Deshaun Watson to start in the Cleveland Browns preseason opener on Friday
There is no defensible football reason for this. Watson is suspended for a minimum of six games: it's not like a preseason shakedown in mid-August will impact how "rusty" he is on October 23. Jacoby Brissett needs ramp-up time with the starters right now, not Watson. Friday's game is in Jacksonville, so this is not a sap to Browns season ticket holders who want to gawk at the creepo they have chosen to root for. (Rooting for a team is a choice, folks). The Browns preseason broadcast team cannot be thrilled at the prospects of having to mutter and stammer through vague discussions of Watson's "situation."
Watson's preseason start on Friday is either:
- A Haslam-level middle finger to the other owners, Rodger Goodell, and human decency;
- A Kevin Stefanski-level decision somewhere between "let's see if this flies" and "frankly, I don't want Brissett hurt at this point;"

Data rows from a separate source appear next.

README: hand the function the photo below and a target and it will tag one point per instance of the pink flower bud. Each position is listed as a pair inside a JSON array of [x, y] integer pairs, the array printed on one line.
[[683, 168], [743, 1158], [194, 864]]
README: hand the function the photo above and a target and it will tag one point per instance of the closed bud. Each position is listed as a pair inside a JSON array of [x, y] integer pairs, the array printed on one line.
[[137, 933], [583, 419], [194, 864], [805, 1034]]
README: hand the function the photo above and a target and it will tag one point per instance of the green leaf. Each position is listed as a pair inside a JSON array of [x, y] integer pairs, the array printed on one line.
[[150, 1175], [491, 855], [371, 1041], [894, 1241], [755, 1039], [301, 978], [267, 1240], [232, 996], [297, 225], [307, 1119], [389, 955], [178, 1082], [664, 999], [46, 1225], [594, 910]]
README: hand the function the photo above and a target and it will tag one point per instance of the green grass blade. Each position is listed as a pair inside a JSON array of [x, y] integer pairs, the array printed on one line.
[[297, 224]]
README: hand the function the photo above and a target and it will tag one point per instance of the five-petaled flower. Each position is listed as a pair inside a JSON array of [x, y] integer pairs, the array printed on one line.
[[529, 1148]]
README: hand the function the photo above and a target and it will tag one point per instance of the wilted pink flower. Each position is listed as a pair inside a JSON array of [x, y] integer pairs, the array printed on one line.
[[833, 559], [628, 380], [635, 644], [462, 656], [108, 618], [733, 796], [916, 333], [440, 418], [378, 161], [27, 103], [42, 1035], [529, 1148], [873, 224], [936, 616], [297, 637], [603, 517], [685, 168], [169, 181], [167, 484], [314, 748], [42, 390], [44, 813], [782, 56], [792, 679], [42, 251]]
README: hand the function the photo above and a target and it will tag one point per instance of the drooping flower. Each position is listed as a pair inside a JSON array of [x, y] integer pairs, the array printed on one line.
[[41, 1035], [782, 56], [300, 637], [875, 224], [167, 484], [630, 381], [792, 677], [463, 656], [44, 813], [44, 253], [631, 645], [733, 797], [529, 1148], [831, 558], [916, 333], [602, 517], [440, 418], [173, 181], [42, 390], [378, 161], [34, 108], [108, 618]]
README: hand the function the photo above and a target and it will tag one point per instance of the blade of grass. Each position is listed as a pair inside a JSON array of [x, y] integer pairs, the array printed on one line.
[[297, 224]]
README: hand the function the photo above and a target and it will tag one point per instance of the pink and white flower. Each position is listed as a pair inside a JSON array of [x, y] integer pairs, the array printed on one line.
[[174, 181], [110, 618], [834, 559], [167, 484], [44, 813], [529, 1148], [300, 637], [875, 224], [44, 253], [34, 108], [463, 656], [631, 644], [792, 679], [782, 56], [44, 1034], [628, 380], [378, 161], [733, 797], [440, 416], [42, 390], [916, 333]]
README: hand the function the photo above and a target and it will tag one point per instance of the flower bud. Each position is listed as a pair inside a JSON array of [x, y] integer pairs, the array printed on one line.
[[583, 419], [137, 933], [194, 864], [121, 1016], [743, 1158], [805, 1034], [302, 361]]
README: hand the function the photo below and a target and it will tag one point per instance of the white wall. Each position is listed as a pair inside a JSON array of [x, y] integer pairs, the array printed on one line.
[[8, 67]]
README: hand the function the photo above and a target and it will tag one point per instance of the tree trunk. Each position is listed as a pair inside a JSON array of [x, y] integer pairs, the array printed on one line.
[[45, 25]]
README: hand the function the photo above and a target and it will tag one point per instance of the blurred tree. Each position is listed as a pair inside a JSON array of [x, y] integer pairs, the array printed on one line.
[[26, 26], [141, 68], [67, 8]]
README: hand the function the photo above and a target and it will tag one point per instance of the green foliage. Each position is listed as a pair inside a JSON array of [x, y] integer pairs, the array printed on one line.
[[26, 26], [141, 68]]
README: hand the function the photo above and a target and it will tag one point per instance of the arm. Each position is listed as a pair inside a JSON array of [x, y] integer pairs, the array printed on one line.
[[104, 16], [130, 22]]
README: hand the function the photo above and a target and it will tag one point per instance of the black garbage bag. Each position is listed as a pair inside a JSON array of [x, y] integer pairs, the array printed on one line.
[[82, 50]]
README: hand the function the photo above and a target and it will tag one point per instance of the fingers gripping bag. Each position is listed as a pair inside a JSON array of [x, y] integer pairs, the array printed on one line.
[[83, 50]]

- An effort to force Goodell and his "designee" to issue a verdict quickly; or
- Further indications that no one in the Browns organization has the foggiest idea what they are doing.
At this point, all I want from the Watson Files is clarity and finality. Issue a clear suspension and let us stop talking or thinking about this scuzzwaffle for a while. One year would be a lot better than six games, but six games would be better than another week of Watson conversations. Those of us who talk about him on radio, write about him, and are forced to ingest a steady stream of media about him really need the break. And just imagine how his dozens of (alleged) victims feel.
Watson won't disappear on Friday. But Walkthrough promises to be a No-Deshaun Zone until his next meaningful NFL game. And I sincerely hope that doesn't happen in October.